The swimmer's plot here shows the duration of the responses for the patients, which is telling. As you can see, there are some patients who have ongoing prolonged responses all the way up to 28 months here, a patient with DLBCL. The same for some of the T-cell lymphomas. Responses in immunodeficiency-associated LPDs, the number is smaller, a little less perhaps encouraging, although there was a complete response in a patient with PTLD. In particular here, this is sort of driven by the fact that the patients with HIV-associated lymphomas did not have responses. We've seen responses in patient with Hodgkin lymphoma as well.
So the conclusion of this study is that this oral therapy -- nanatinostat and valganciclovir -- is really kind of an EBV-targeting therapy with a clear antitumor rationale in these lymphomas. The final results presented at ASH show that it is well tolerated, with reversible low-grade toxicity. Lymphoma subtypes of different lineage respond to the nanatinostat and valganciclovir, irrespective of the patient immune status because we saw responses both in immunocompetent and immunocompromised patients, and also irrespective at least based on the dataset, on degree of EBER positivity. The complete responses were observed in different subtypes. Median duration of response is encouraging. Plasma EBV levels were detected at baseline in 72% of the patients, but we observed -- these are very preliminary data at this point -- but higher level of baseline and during therapy appear to be more often found in nonresponders. So we are pursuing that to see whether this potentially could be a predictor response.

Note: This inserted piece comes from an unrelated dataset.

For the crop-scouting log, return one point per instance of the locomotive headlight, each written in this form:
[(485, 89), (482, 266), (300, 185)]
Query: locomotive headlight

So overall, this is a safe, active oral therapy for patients with EBV-positive lymphoma, feasible also in resource-limited, infrastructure-poor communities, because based on oral therapy, I think the logistical requirements for the use of this combination are certainly favorable. There is a multicenter global phase 2 basket study called NAVAL-1 that's currently enrolling patients with relapsed/refractory lymphoma, and this is NCT05011058.
Finally, just one slide on 2 or 3 clinical trials that are ongoing at this time. These trials are not specific for PTLD or for EBV-positive lymphomas, but they allow enrollment of patients with PTLD. So I think that should definitely be considered for patients who have refractory disease. There is a logical rationale to use some of these drugs. Everolimus clearly has shown a mechanism of interest in EBV-positive lymphomas. HDAC inhibitors, as I showed, clearly there is kind of an interest, and the combination of everolimus and lenalidomide based on the combined effect on EBV and immune response. With this, thank you for your participation. I give this back to Dr. Cutler. Thank you.
Dr Cutler: That was fantastic. Thank you, Dr. Porcu and Dr. Prockop, for really very nice presentations on really innovative approaches to the management of this disease.
Dr Prockop: Thank you for the invitation to do this. It was really educational for me.
Dr Porcu: Same here. Thank you. It was great to participate. I think PTLD is a very important and growing topic relevant to our patients. So it was great to have this program. Thank you.
Dr Cutler: Great. And again, to thank Medscape Oncology for putting this program together for all of us, and with that, we will wrap up the program. Thank you, everyone, for attending this evening.
This transcript has been edited for style and clarity.